• Director(s):

    JOZSEF (ERIC)

  • Producer(s):

    ARTE FRANCE, COUP D'OEIL

  • Territories:

    Worldwide.

  • Production year:

    2008

  • Language(s):

    German, French

  • Rights:

    NON-THEATRICAL, TV, VOD, DVD, INTERNET

How, in Sicily, civilians have begun standing up to the Mafia, defying the law of silence, racketeering ("pizzo") and death threats.

In the Sicily of clans and the "omertà" - the law of silence - they still form a minority, despite the successive downfalls of the bloodiest Corleone godfathers following major trials in recent years. Rebelling against the pizzo - the Mafia protection tax - remains a perilous exception. But since Judges Falcone and Borsellino were murdered in 1992, a group of Sicilian civilians have joined forces and refused Mafia law. These shopkeepers, industrialists, farmers and local officials have chosen to rebel, to support the work of judges and the forces of order, on a daily basis. Éric Jozsef and Jorge Amat give representatives of this group, ranging from the well-known to the anonymous, a chance to air their views. Interviewees include the priest Don Luigi Ciotti, founder of the "Antimafia Libera" association, Giuseppina Grassi, widow of the entrepreneur Libero Grassi, killed for having been the first to rebel against the Mafia tax, Rita Borsellino, sister of the murdered magistrate, Rosario Crocetta, the gay, communist mayor of Gela, and young people of Palermo from the "Addiopizzo" movement, which unites rebelling shopkeepers and shoppers who support them. In the Sicilian capital, several hundred shopkeepers have now joined the association.

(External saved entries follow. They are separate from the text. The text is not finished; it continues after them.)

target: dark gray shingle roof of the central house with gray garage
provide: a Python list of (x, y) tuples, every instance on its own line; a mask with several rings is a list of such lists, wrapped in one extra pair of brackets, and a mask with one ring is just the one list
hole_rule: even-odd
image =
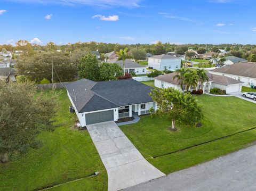
[(67, 86), (79, 113), (153, 102), (151, 87), (133, 79), (94, 82), (81, 79)]

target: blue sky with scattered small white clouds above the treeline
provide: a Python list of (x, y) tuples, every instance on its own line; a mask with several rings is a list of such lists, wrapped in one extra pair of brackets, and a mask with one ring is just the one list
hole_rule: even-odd
[(0, 44), (256, 44), (256, 0), (0, 0)]

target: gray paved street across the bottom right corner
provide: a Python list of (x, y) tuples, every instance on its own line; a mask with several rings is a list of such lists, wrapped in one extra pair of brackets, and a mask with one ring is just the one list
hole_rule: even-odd
[(256, 190), (255, 159), (256, 145), (253, 145), (210, 162), (124, 190), (254, 191)]

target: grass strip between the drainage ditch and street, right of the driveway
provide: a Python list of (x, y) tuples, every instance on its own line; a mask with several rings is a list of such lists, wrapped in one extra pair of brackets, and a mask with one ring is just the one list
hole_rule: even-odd
[(193, 147), (189, 150), (165, 155), (156, 159), (148, 158), (147, 160), (162, 172), (169, 174), (235, 152), (245, 148), (255, 142), (255, 140), (256, 130), (254, 129), (205, 145)]

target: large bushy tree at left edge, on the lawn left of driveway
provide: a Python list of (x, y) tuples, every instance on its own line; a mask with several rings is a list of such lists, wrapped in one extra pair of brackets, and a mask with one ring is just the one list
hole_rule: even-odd
[(39, 146), (37, 135), (54, 129), (58, 95), (36, 91), (30, 82), (6, 84), (0, 80), (0, 160), (6, 162), (12, 153)]

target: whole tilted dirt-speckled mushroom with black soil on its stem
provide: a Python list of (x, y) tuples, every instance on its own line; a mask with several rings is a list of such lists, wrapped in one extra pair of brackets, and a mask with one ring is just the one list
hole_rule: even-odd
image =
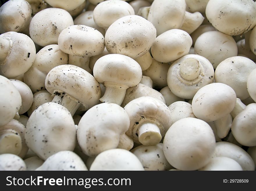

Some of them have had to learn to live under constant protection, because their lives are under threat. But their combat is vital, as Maurizio De Lucia, a magistrate from the Palermo parquet reminds us when he states that the mafia can only be beaten: "if the efforts of the State, via the police and the legal system, are relayed by civilian mobilisation."